Lohr: Der Buchmarkt steht vor allem vor zwei von der Technik vorgegebenen Herausforderungen. Von denen ist der Handel aber mehr betroffen als die Verlage. Das eine ist ein deutlicher Wandel vom gedruckten Buch zum E-Book. Im deutschsprachigen Bereich spielt dies zwar mit rund zwei Prozent der verkauften Werke noch keine nennenswerte Rolle, doch die Tendenz ist auch hier spürbar.

Das andere ist eine deutliche Verlagerung des Buchhandels ins Internet: Mehr als 15 Prozent aller verkauften Bücher werden online gekauft und nicht im Buchladen. Diese zwei Elemente bestimmen das Buchmarktgeschehen in Deutschland wesentlich. Das bedeutet Herausforderungen besonders für die Buchhandlungen, also sich selbst elektronisch so auszurüsten, dass sie selbst auch Verkäufer von E-Books werden können.

tagesschau.de: Ist der hiesige Buchhandel auf den technischen Wandel vorbereitet?

Lohr: Alle wissen, dass der Wandel stattfindet. Aber wahrscheinlich ist der Buchhandel als Ganzes nicht hinreichend vorbereitet. Es ist allerdings auch nicht ganz einfach, sich darauf richtig vorzubereiten. Wir beobachten im Moment, dass der klassische, gut sortierte Buchhandel kultureller Prägung aus den erstklassigen Einkaufslagen der Großstädte verschwindet, weil dort die Mieten zu teuer sind – wenn es sich nicht um eine der großen Ketten handelt.

Der Buchhandel muss sich über ein sehr gutes Angebot und durch hervorragende Beratung profilieren, damit die Leute weiterhin kommen. Es gibt dabei eine Entwicklung in Kooperation mit den Verlagen, die bisher noch mehr erhofft wird als dass sie tatsächlich bereits stattfindet: Der Buchladen soll zu einem Ort mit Eventcharakter werden – und von den Verlagen wird erwartet, dass sie künftig Titel veröffentlichen, die über ihre literarische oder informierende Qualität hinaus Publikum anziehen.

tagesschau.de: So wie beispielsweise Harry Potter?

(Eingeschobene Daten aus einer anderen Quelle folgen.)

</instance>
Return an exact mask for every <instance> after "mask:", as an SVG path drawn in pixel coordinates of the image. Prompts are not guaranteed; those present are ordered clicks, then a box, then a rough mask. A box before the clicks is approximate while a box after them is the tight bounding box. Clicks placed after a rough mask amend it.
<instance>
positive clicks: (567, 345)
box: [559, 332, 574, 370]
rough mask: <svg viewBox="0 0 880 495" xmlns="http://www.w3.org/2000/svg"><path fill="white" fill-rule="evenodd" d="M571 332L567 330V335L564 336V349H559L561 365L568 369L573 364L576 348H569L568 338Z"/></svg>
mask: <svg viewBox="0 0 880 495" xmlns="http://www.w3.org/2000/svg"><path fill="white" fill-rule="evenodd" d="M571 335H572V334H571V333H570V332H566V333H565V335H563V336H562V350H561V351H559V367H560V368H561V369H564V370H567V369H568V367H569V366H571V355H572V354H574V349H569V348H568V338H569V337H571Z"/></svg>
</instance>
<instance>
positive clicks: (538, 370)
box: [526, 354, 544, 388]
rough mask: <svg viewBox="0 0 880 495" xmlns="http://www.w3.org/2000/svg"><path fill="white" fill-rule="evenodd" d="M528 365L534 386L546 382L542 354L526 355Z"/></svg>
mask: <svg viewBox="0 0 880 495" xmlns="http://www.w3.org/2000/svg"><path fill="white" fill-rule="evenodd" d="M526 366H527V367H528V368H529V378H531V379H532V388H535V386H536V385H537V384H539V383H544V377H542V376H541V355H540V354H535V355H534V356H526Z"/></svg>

Lohr: Das kann das Erscheinen eines Harry-Potter-Bandes sein, aber auch Autorenlesungen oder Buchpräsentationen. Der Eventcharakter als einzige Veränderung wird nicht reichen, um den Buchhandel zu retten. Aber man sieht an solchen Überlegungen, dass die Branche aufgewacht ist um wenigstens den Kern des sogenannten stationären Buchhandels zu retten. Der splittet sich aber auf in kleine Läden und große Ketten.

tagesschau.de: Stellen denn die großen Ketten eine echte Bedrohung für den mittelständischen Handel dar?

Lohr: Es ist so: Jede deutsche Buchhandlung ist unabhängig von ihrer Größe an die Buchpreisbindung gebunden. Außerdem können auch kleine Geschäfte über das gesamte Angebot der Literatur verfügen: Über den Zwischenbuchhandel ist jedes Buch von jedem Buchladen innerhalb eines Tages bestellbar – egal, ob in einer Kette oder in einem kleinen Laden. Mit diesen Instrumenten steht auch der kleine Buchladen um die Ecke im Vergleich zu den Ketten gut da.